By daybreak, Dion and his band were within a few miles of the northern wall of Epipolæ. Messengers from Syracuse here met him, inducing him to slacken his march and proceed with caution. Herakleides and the other generals had sent a message forbidding his nearer approach, with notice that the gates would be closed against him; yet at the same time, counter-messages arrived from many eminent citizens, entreating him to persevere, and promising him both admittance and support. Nypsius, having permitted his troops to pillage and destroy in Syracuse throughout the preceding day, had thought it prudent to withdraw them back into Ortygia for the night. His retreat raised the courage of Herakleides and his colleagues; who, fancying that the attack was now over, repented of the invitation which they had permitted to be sent to Dion. Under this impression they despatched to him the second message of exclusion; keeping guard at the gate in the northern wall to make their threat good. But the events of the next morning speedily undeceived them. Nypsius renewed his attack with greater ferocity than before, completed the demolition of the wall of blockade before Ortygia, and let loose his soldiers with merciless hand throughout all the streets of Syracuse. There was on this day less of pillage, but more of wholesale slaughter. Men, women, and children perished indiscriminately, and nothing was thought of by these barbarians except to make Syracuse a heap of ruins and dead bodies. To accelerate the process, and to forestall Dion’s arrival, which they fully expected—they set fire to the city in several places, with torches and fire-bearing arrows. The miserable inhabitants knew not where to flee, to escape the flames within their houses, or the sword without. The streets were strewed with corpses, while the fire gained ground perpetually, threatening to spread over the greater part of the city. Under such terrible circumstances, neither Herakleides, himself wounded, nor the other generals, could hold out any longer against the admission of Dion; to whom even the brother and uncle of Herakleides were sent, with pressing entreaties to accelerate his march, since the smallest delay would occasion ruin to Syracuse.[232]

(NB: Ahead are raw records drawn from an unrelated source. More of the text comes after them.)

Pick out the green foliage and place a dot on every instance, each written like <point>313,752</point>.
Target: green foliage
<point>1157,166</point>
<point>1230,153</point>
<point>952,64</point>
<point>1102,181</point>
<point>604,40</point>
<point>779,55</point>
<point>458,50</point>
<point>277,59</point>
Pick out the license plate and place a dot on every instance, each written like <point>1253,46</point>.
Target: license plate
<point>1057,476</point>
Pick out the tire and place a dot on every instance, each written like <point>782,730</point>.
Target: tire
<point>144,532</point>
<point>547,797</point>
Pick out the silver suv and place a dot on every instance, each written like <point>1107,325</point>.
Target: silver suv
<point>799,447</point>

Dion was about seven miles from the gates when these last cries of distress reached him. Immediately hurrying forward his soldiers, whose ardor was not inferior to his own, at a running pace, he reached speedily the gates called Hexapyla, in the northern wall of Epipolæ. When once within these gates, he halted in an interior area called the Hekatompedon.[233] His light-armed were sent forward at once to arrest the destroying enemy, while he kept back the hoplites until he could form them into separate columns under proper captains, along with the citizens who crowded round him with demonstrations of great reverence. He distributed them so as to enter the interior portion of Syracuse, and attack the troops of Nypsius, on several points at once.[234] Being now within the exterior fortification formed by the wall of Epipolæ, there lay before him the tripartite interior city—Tycha, Neapolis, Achradina. Each of these parts had its separate fortification; between Tycha and Neapolis lay an unfortified space, but each of them joined on to Achradina, the western wall of which formed their eastern wall. It is probable that these interior fortifications had been partially neglected since the construction of the outer walls along Epipolæ, which comprised them all within, and formed the principal defence against a foreign enemy. Moreover the troops of Nypsius, having been masters of the three towns, and roving as destroyers around them, for several hours, had doubtless broken down the gates and in other ways weakened the defences. The scene was frightful, and the ways everywhere impeded by flame and smoke, by falling houses and fragments, and by the numbers who lay massacred around. It was amidst such horrors that Dion and his soldiers found themselves—while penetrating in different divisions at once into Neapolis, Tycha, and Achradina.